Minimum subset of the Grassmanian that covers all of a vector space $\mathbb{F}_d^n$

Question

Consider a finite field $\mathbb{F}_d$ of order $d$, and let the vector space $V=\mathbb{F}_d^n$. Let $\mathbf{Gr}(m,V)$ be the Grassmanian containing all subspaces in $V$ of dimension $m$. Suppose $S\subset \mathbf{Gr}(m,V)$ is such that the union of all subspaces in $S$ is all of $V$. I would like to determine the smallest possible size of $S$.

When $m=1$, the answer is $\frac{d^n-1}{d-1}$ because any two pairs of lines intersect only at the origin. In fact, I conjecture that when $m|n$, we will be able to find $\frac{d^n-1}{d^m-1}$ subspaces that pairwise only intersect at the origin. More generally, $\frac{d^n-1}{d^m-1}$ is not an integer, but it will be a lower bound on the answer. Any thoughts on how to proceed with this problem?

Answer 1

The question is investigated in the paper: A. Beutelspacher, "On t-covers in finite projective spaces", J.Geom. 12:10–16 (1979), DOI: 10.1007/BF01920229.

Beutelspracher proves that the number of $t$-dimensional projective spaces needed to cover a $d$-dimensional projective space over the field $GF(q)$ with $q$ elements is equal to $$q^{b + 1} \sum_{i = 0}^{a-1} q^{i(t+1)} + 1 = q^{b + 1} \cdot \frac{q^{a(t + 1)} - 1}{q^{t + 1} - 1} + 1$$ where $a = \lfloor\frac{d}{t + 1}\rfloor$ and $b = d - a(t + 1)$ are the quotient and the remainder of division of $d$ by $t + 1$.
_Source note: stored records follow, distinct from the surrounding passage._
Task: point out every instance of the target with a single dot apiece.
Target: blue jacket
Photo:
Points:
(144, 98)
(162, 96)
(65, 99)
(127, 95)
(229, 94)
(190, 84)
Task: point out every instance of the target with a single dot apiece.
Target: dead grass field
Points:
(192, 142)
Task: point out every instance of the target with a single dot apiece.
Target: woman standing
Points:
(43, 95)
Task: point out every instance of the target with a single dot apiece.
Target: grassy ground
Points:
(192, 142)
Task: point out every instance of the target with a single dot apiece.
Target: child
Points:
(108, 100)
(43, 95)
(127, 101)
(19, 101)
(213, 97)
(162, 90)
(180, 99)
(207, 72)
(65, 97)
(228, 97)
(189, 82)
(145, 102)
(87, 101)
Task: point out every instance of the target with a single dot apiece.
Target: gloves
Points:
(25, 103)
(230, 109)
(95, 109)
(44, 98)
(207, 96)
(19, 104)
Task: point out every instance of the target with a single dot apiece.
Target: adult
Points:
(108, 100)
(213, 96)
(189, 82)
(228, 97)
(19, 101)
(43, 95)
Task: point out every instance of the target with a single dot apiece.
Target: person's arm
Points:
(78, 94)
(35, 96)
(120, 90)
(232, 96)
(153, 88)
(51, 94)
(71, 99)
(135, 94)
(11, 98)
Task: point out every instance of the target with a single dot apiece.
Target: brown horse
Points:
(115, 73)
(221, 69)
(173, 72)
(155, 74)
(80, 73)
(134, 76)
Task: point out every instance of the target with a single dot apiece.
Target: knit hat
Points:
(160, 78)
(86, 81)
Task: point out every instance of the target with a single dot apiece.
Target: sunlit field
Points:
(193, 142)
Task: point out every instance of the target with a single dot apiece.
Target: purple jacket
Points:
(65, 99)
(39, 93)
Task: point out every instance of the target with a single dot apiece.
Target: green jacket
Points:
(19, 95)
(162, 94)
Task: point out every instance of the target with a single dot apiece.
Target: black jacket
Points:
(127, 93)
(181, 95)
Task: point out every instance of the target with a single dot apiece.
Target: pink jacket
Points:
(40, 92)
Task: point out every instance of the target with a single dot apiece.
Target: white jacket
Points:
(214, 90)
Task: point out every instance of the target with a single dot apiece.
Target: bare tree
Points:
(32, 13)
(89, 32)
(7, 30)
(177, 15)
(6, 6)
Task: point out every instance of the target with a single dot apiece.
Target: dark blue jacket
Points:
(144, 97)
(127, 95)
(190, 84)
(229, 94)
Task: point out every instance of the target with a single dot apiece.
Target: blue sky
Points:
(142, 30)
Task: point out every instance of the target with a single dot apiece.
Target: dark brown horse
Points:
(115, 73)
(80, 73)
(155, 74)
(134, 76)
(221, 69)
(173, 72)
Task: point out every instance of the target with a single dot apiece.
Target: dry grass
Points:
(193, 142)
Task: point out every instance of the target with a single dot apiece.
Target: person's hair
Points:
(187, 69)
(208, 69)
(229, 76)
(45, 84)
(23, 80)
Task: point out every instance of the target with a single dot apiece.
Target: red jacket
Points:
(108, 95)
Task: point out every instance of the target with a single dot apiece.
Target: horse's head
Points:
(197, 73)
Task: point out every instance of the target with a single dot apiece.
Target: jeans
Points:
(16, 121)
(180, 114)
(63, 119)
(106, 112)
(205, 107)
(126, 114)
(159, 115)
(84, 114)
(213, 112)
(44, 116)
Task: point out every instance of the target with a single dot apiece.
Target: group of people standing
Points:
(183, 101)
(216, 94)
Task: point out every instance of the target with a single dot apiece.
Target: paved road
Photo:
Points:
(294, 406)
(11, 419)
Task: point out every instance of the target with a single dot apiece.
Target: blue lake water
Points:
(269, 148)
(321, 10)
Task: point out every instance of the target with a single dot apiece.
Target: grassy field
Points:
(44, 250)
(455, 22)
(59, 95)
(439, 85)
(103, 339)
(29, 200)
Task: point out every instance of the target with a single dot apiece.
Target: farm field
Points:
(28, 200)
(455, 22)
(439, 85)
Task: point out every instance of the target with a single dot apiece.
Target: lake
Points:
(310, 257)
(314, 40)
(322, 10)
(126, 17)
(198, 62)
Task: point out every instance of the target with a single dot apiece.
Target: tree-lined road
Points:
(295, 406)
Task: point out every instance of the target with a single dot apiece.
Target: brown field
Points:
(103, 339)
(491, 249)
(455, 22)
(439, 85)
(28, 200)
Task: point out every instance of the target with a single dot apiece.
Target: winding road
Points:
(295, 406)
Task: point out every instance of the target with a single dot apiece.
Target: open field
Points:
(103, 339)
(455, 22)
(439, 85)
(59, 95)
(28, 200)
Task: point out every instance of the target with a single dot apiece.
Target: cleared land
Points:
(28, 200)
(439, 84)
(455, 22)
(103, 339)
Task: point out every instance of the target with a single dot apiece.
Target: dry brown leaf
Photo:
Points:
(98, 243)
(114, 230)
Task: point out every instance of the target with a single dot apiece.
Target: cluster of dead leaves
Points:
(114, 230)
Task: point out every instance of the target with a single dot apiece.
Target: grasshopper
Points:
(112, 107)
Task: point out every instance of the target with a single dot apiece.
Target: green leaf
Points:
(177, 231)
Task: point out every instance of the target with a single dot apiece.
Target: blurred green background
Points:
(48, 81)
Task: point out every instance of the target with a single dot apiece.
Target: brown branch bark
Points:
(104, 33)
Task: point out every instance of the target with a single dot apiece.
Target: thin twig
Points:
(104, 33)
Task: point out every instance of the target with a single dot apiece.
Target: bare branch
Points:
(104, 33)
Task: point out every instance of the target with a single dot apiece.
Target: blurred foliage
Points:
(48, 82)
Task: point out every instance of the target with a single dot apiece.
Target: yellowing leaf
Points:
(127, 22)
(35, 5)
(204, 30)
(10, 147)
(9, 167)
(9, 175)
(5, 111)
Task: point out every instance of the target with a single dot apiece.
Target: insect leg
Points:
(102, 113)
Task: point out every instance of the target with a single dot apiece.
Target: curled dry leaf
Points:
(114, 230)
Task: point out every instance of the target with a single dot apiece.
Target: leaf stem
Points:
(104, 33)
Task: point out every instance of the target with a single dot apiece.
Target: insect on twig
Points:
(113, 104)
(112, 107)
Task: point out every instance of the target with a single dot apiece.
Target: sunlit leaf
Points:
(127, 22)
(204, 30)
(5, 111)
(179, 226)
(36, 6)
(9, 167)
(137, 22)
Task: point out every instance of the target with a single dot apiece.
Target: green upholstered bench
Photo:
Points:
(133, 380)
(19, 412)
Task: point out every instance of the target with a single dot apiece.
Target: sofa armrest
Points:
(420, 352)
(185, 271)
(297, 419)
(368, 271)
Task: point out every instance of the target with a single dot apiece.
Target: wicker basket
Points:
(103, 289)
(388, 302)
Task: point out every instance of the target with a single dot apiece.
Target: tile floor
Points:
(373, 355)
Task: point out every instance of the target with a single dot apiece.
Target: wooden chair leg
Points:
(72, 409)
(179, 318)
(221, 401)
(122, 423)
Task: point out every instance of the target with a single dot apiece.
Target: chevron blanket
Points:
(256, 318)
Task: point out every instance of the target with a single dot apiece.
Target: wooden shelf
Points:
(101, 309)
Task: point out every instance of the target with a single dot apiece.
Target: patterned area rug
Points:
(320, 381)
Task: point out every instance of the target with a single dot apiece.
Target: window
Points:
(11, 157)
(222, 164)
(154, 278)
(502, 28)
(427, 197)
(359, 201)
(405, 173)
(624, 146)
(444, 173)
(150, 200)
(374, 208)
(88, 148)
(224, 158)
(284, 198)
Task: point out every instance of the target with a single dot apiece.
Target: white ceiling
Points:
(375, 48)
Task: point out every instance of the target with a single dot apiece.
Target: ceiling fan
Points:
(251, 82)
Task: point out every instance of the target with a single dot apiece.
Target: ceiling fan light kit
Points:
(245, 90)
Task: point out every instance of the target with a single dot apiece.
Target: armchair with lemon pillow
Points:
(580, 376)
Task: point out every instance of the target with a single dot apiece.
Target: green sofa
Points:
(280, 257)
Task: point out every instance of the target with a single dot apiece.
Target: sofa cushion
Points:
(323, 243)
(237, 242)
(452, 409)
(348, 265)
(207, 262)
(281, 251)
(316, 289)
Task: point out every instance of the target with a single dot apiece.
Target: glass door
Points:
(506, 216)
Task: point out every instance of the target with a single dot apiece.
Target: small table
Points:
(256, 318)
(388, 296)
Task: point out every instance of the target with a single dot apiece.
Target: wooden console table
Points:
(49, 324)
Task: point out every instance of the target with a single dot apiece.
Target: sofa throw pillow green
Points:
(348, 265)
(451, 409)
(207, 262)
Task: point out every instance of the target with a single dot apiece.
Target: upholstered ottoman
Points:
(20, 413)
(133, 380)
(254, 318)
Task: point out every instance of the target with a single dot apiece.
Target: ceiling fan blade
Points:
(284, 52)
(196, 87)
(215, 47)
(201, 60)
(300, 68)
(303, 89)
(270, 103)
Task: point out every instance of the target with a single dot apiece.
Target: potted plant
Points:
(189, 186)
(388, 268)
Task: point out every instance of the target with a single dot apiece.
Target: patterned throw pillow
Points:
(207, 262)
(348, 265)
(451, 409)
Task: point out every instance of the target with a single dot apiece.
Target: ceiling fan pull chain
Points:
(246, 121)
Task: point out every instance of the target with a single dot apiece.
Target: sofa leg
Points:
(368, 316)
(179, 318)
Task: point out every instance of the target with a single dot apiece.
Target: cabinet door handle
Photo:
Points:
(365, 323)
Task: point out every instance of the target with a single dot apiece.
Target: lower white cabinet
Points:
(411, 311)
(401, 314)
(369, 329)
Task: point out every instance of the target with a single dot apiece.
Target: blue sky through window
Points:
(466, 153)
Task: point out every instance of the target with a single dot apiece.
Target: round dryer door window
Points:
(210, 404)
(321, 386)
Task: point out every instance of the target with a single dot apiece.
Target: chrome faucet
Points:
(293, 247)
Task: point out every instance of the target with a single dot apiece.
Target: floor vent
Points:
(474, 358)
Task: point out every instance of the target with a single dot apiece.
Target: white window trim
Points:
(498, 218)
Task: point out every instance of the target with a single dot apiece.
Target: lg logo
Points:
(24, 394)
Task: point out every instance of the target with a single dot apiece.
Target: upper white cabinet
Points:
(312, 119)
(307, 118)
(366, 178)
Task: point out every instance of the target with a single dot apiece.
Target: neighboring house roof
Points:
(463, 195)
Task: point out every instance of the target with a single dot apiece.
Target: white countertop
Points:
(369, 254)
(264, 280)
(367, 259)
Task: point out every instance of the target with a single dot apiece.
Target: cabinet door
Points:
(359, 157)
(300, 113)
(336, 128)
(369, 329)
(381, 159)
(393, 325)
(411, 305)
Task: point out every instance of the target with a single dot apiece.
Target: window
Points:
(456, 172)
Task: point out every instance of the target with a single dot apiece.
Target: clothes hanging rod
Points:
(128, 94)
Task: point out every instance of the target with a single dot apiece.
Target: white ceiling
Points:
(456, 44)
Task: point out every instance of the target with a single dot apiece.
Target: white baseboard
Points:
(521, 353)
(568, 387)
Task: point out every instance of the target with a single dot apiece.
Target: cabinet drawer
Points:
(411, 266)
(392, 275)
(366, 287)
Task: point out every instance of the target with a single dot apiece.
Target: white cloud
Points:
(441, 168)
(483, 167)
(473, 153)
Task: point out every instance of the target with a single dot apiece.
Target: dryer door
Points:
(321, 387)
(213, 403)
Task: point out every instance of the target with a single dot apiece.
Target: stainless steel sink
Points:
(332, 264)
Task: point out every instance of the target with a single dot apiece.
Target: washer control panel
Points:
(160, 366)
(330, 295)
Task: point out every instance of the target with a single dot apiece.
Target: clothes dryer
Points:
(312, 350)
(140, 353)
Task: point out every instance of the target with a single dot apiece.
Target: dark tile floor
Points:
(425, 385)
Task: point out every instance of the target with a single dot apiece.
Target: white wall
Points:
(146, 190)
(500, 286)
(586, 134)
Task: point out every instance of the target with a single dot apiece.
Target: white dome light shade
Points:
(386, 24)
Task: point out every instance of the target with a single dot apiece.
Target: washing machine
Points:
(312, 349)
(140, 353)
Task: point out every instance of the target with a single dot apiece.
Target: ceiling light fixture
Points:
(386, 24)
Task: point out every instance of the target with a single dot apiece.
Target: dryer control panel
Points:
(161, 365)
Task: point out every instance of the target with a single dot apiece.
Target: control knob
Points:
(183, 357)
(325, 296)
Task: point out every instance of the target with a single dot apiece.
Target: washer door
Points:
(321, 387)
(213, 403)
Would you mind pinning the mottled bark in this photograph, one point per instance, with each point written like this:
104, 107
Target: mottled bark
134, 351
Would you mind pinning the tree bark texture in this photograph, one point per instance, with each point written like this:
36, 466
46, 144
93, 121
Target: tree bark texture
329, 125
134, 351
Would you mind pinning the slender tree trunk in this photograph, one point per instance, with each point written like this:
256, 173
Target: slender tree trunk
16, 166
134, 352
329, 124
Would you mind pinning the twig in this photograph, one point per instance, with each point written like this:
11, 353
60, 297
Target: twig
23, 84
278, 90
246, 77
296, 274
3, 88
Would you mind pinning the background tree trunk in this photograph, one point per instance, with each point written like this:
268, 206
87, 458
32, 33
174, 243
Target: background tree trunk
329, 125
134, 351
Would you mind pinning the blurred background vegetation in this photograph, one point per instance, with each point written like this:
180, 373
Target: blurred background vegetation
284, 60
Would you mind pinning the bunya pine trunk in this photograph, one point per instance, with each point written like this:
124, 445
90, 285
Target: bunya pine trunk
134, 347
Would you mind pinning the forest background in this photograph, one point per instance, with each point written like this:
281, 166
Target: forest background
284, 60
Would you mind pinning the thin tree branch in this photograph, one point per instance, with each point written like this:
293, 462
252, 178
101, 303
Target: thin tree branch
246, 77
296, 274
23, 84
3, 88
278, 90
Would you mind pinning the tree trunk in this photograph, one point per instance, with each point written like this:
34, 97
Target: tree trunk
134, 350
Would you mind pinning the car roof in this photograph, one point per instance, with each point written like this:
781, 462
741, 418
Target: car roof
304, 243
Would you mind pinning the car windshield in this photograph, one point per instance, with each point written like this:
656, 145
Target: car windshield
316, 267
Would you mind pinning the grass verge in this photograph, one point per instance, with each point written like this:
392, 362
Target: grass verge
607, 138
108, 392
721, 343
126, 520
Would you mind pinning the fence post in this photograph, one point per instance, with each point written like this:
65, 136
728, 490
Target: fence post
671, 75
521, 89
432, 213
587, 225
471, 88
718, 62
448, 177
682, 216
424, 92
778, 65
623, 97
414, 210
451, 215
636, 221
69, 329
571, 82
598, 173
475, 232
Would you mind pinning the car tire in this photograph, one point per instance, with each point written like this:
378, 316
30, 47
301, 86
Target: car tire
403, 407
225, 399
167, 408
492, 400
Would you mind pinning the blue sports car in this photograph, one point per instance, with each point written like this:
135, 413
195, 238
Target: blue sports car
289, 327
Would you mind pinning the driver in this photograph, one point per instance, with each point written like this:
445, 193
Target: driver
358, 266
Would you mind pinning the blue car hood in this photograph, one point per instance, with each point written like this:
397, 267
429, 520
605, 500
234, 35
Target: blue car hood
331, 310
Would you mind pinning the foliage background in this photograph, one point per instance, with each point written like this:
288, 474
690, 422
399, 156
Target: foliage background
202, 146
Note that the dimensions are projective, so they differ by $1$ from dimensions in your question. In particular, if $d + 1$ is divisible by $t + 1$, then the number coincides with $\dfrac{q^{d + 1} - 1}{q^{t + 1} - 1}$. In this case there indeed exists a cover by pairwise non-intersecting subspaces, which can be constructed as follows: consider the $(d + 1)$-dimensional affine space as an affine space over $GF(q^{t + 1})$ and cover it in a trivial way with lines over $GF(q^{t + 1})$, which are $t + 1$-dimensional affine spaces over $GF(q)$.